An astronaut is on the surface of a new planet that has a radius of 6.1×10^6m (similar to Venus) and a mass of 6.4×10^23kg (similar to Mars). If she dropped her cell phone, what would be the free-fall acceleration of the phone? Recall that G=6.67×10^−11 N⋅m2/kg2.
Express your answer to two significant figures and indicate the appropriate units.
Well, if the astronaut dropped her cell phone, it would start to experience the gravitational pull of the new planet. To find the free-fall acceleration of the phone, we can use the formula:
g = G * (M / r^2),
where g is the acceleration due to gravity, G is the gravitational constant, M is the mass of the planet, and r is the radius of the planet.
Plugging in the values, we have:
g = (6.67×10^−11 N⋅m^2/kg^2) * (6.4×10^23 kg) / (6.1×10^6 m)^2.

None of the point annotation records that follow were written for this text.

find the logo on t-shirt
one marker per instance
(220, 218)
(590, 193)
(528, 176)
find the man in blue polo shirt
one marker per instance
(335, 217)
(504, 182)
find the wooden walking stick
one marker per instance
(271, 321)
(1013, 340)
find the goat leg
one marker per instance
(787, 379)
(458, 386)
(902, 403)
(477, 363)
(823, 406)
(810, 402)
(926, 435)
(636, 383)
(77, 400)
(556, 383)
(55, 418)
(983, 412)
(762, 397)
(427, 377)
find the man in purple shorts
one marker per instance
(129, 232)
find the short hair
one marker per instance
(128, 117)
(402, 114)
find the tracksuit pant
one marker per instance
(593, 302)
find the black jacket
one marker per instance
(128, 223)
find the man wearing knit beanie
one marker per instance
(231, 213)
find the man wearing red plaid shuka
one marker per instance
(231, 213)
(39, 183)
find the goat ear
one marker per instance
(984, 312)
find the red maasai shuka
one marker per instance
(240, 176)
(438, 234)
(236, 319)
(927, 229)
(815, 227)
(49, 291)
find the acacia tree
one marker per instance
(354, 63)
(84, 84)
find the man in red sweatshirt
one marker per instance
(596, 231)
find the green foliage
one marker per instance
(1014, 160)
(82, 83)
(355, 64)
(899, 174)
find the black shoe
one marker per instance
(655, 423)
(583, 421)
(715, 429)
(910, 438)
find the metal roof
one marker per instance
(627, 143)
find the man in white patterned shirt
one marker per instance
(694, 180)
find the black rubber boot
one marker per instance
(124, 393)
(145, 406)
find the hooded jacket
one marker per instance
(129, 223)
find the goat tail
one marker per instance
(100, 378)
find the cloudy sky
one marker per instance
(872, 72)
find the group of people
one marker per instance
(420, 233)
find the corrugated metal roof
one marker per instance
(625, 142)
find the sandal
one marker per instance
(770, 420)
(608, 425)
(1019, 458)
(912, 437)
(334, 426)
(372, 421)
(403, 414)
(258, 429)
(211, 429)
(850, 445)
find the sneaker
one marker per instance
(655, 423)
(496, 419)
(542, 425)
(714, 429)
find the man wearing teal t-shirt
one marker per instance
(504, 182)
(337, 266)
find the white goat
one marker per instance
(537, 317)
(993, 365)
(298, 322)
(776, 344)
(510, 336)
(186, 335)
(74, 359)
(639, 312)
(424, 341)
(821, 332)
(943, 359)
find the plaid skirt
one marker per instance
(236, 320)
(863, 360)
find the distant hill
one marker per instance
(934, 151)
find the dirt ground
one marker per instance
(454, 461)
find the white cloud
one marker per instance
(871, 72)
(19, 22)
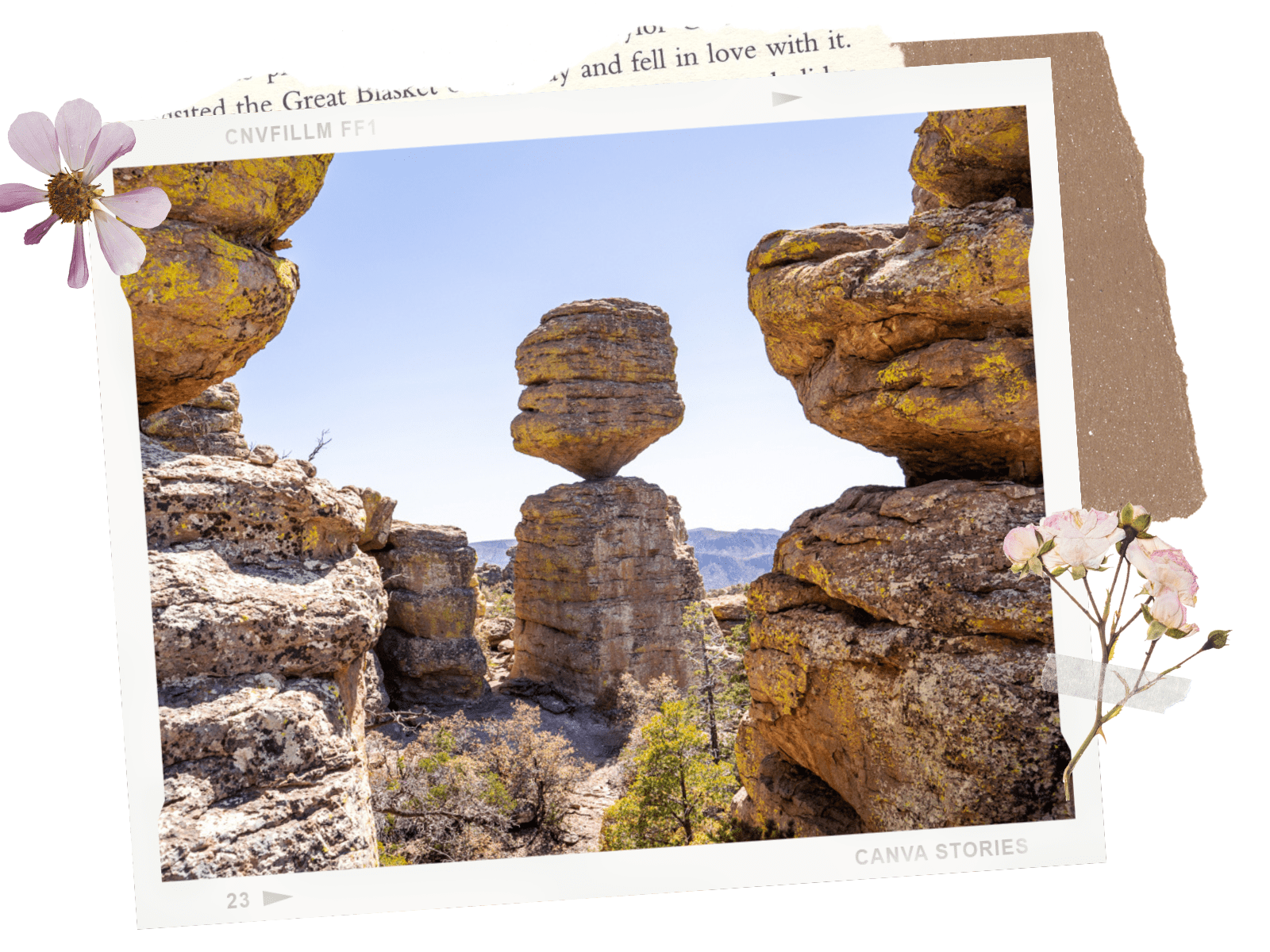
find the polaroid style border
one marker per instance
(400, 125)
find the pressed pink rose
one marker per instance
(88, 149)
(1168, 609)
(1164, 566)
(1081, 537)
(1022, 543)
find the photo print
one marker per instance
(603, 493)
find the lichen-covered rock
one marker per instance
(927, 556)
(256, 514)
(201, 306)
(918, 348)
(789, 800)
(603, 571)
(429, 649)
(912, 727)
(262, 776)
(975, 155)
(600, 386)
(253, 200)
(289, 619)
(210, 424)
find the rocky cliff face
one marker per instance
(429, 649)
(916, 340)
(213, 291)
(264, 611)
(895, 659)
(598, 382)
(603, 573)
(210, 424)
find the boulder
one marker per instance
(429, 651)
(210, 424)
(912, 727)
(927, 556)
(921, 348)
(262, 776)
(201, 306)
(787, 800)
(600, 386)
(973, 155)
(264, 611)
(603, 574)
(252, 200)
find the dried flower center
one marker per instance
(70, 197)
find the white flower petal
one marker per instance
(124, 251)
(78, 124)
(145, 207)
(78, 276)
(16, 196)
(33, 139)
(114, 140)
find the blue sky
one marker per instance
(422, 270)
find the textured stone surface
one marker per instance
(264, 611)
(254, 513)
(262, 776)
(201, 306)
(918, 348)
(429, 649)
(290, 619)
(927, 556)
(603, 573)
(787, 799)
(975, 155)
(912, 727)
(379, 518)
(600, 386)
(253, 200)
(210, 424)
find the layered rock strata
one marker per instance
(429, 651)
(600, 387)
(213, 291)
(897, 658)
(603, 573)
(210, 424)
(264, 611)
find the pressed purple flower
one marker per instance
(87, 148)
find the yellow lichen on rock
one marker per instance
(254, 200)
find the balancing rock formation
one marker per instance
(895, 660)
(429, 651)
(213, 291)
(598, 381)
(916, 340)
(264, 611)
(210, 424)
(603, 569)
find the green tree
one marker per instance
(679, 795)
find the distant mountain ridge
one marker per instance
(733, 558)
(724, 558)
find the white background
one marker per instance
(1181, 791)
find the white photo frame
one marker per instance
(590, 113)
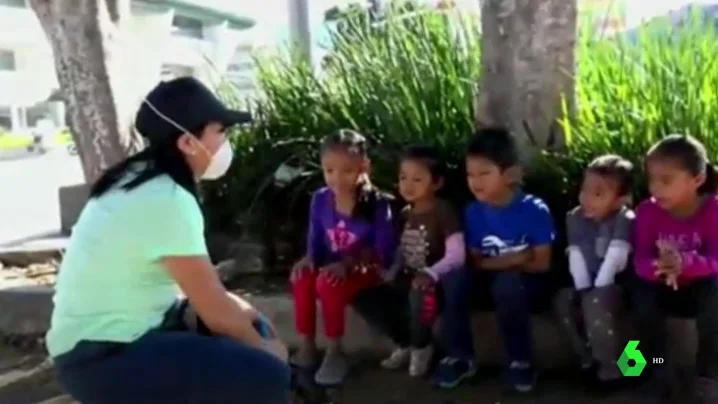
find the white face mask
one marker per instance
(219, 161)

Calculating this out gives us g ≈ 9.7 m/s^2.
So, the free-fall acceleration of the cell phone on the new planet would be approximately 9.7 m/s^2. I hope it has a good protective case to handle that fall!

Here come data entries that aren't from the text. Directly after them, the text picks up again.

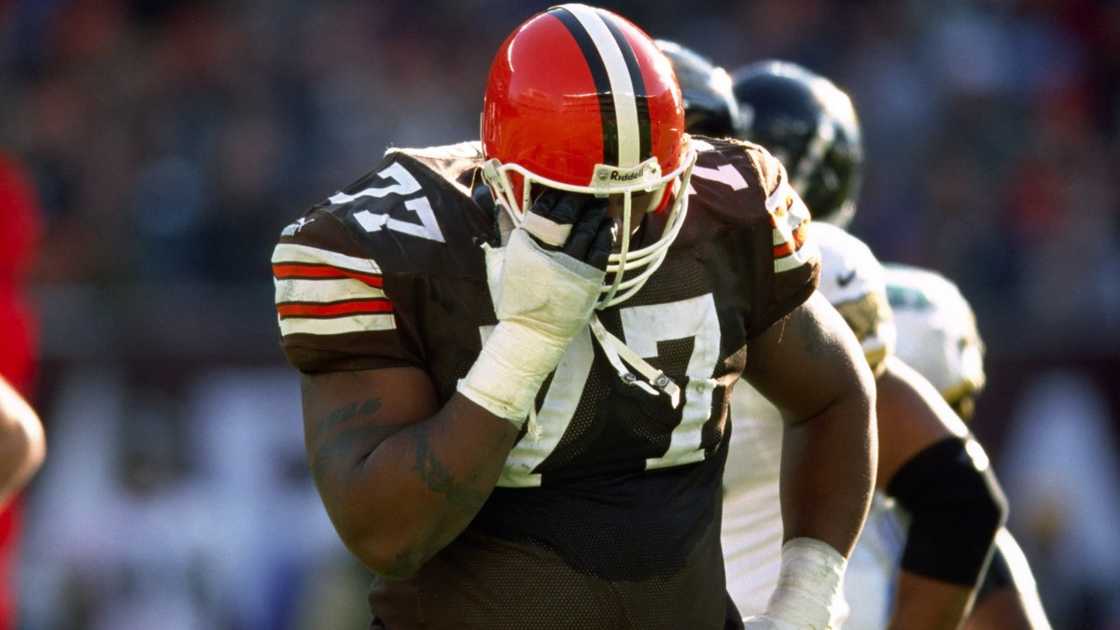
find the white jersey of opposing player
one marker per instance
(938, 336)
(854, 281)
(938, 331)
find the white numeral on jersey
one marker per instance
(427, 229)
(643, 327)
(403, 184)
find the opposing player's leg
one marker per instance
(1008, 598)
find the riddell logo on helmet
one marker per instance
(616, 176)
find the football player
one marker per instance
(518, 354)
(926, 459)
(938, 336)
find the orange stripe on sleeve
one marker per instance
(335, 308)
(283, 270)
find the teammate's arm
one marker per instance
(22, 445)
(400, 474)
(932, 468)
(811, 367)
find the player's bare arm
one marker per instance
(812, 368)
(399, 475)
(931, 465)
(22, 445)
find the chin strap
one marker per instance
(654, 382)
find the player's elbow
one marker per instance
(386, 546)
(386, 555)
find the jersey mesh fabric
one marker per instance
(600, 540)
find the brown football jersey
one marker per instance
(607, 512)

To find the free-fall acceleration of an object on the surface of a planet, we can use the formula:
a = G * (M / R^2)
where:
a is the free-fall acceleration,
G is the gravitational constant (6.67×10^−11 N⋅m^2/kg^2),
M is the mass of the planet (6.4×10^23 kg), and
R is the radius of the planet (6.1×10^6 m).
Substituting the given values into the formula:
a = (6.67×10^−11 N⋅m^2/kg^2) * (6.4×10^23 kg) / (6.1×10^6 m)^2
Calculating this expression will give us the free-fall acceleration of the phone on the surface of the planet.
To find the free-fall acceleration of the cell phone on the surface of the new planet, we can use the formula for the acceleration due to gravity:
acceleration due to gravity (g) = (Gravitational constant * mass of the planet) / (radius of the planet)^2
Given that the Gravitational constant G is 6.67×10^−11 N⋅m^2/kg^2, the mass of the planet is 6.4×10^23 kg, and the radius of the planet is 6.1×10^6 m, we can substitute these values into the formula:
g = (6.67×10^−11 N⋅m^2/kg^2 * 6.4×10^23 kg) / (6.1×10^6 m)^2
Now, let's calculate the value:
g = (6.67×10^−11 N⋅m^2/kg^2 * 6.4×10^23 kg) / (6.1×10^6 m)^2
≈ 1.102 m/s^2
Therefore, the free-fall acceleration of the cell phone on the surface of the new planet is approximately 1.10 m/s^2.